Gumbo refused to comment on the matter, but was to hit back months later attacking those in the party who were trying to undermine the Vice-Presidency during an official tour of Gokwe by Mujuru in her capacity as Acting President.

“Don’t lie to the people or play Mickey Mouse games with the party hierarchy, Mujuru is the most senior person in the party only after President Mugabe. She is the highest person in the party and presidency then the rest will follow,” he said at the event snubbed by Mnangagwa loyalists.

In November 2012 War Veterans in Kwekwe reported the Mnangagwa camp to Mugabe and party political commissar Webster Shamu accusing them of fiddling with candidate selection and fanning hatred against Mujuru.

Led by retired Captain David Juro the war veterans produced a damning 45-page document castigating Owen Ncube, Douglas Tapfuma and the late provincial executive member Maxwell Madharani to trigger a $10 million lawsuit which has since suffered a natural death.

“On September 29 (2012) a group of Mudha youth brigade arrived at shop number 860 Mbizo 5 and menacingly charged at people who were there chanting pasi naMai Mujuru, pasi ne Top Four . . . (down with Vice President Mujuru down with the Top Four) . . . I asked a member of the CIO (Central Intelligence Organisation) what they had done with the youths and he told me they had been cautioned and released, but did not say by who,” reads part of the report.

The Top Four is apparently a reference to Mujuru, Zanu PF national chairman Simon Khaya Moyo, secretary for administration Didymus Mutasa and political commissar Webster Shamu.

Joice-T.R.-Mujuru

simon-khaya-moyo-4DIDYMUS-MUTASAwebster-shamu

Only recently the Mnangagwa camp led by Ncube, Tapfuma, Auxilia Mnangagwa, and Daniel Mackenzie Ncube filed a $50 million lawsuit against Machaya, his chief election agent in the race to the provincial chairmanship Douglas Kanengoni and Masvingo Provincial Affairs minister Kudakwashe Bhasikiti.

The lawsuit follows allegations contained in a Kanengoni dossier that the Mnangagwa camp attempted to rig the party elections in favour of former vice-chairman and loyalist Larry Mavhima in a fight to control the province.

Machaya through his lawyers Sachikonye Ushe has since dismissed the lawsuit as nothing, but a creation by sore losers.

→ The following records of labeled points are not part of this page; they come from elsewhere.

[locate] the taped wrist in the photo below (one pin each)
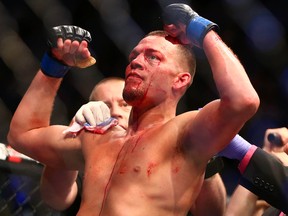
(52, 67)
(198, 28)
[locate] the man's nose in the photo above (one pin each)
(116, 111)
(137, 62)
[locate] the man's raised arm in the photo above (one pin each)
(219, 121)
(30, 131)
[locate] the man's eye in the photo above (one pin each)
(153, 57)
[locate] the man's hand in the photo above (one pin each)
(68, 47)
(93, 113)
(182, 22)
(69, 44)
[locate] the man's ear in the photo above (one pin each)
(182, 80)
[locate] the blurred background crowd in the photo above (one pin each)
(255, 29)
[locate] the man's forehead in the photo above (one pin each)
(154, 42)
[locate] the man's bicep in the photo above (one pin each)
(212, 128)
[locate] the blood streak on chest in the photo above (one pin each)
(150, 168)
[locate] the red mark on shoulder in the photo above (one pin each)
(176, 169)
(123, 170)
(150, 167)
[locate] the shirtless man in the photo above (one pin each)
(66, 194)
(157, 165)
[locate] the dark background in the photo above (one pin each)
(255, 30)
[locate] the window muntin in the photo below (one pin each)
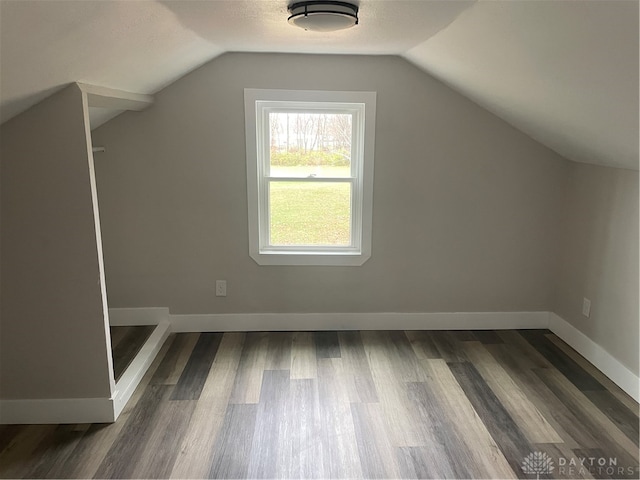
(309, 172)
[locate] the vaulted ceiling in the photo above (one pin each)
(563, 72)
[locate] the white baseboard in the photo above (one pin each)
(125, 317)
(99, 410)
(57, 410)
(131, 377)
(247, 322)
(598, 356)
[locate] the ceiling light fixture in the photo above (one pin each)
(323, 16)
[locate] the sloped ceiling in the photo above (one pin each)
(564, 72)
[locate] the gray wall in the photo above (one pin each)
(599, 255)
(465, 206)
(54, 342)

The battle has since resulted in Midlands province going for months without a provincial executive as the factions continue to haggle over control of key positions in the executive.

Army General Constantine Chiwengwa last year made a telling remark during Mnangagwa’s (then Minister of Defence) birthday celebrations at his Kwekwe Sherwood Farm when he referred to him as the most senior person in Zanu PF and the only surviving person to attend the first Zanu PF politburo meeting. Party heavy weights like Flora Buka, Francis Nhema and Freddy Moyo have also been sidelined for their alleged links to the Mujuru camp. Buka was elbowed out of the parliamentary race only to bounce back through the quota system and a Presidential appointment.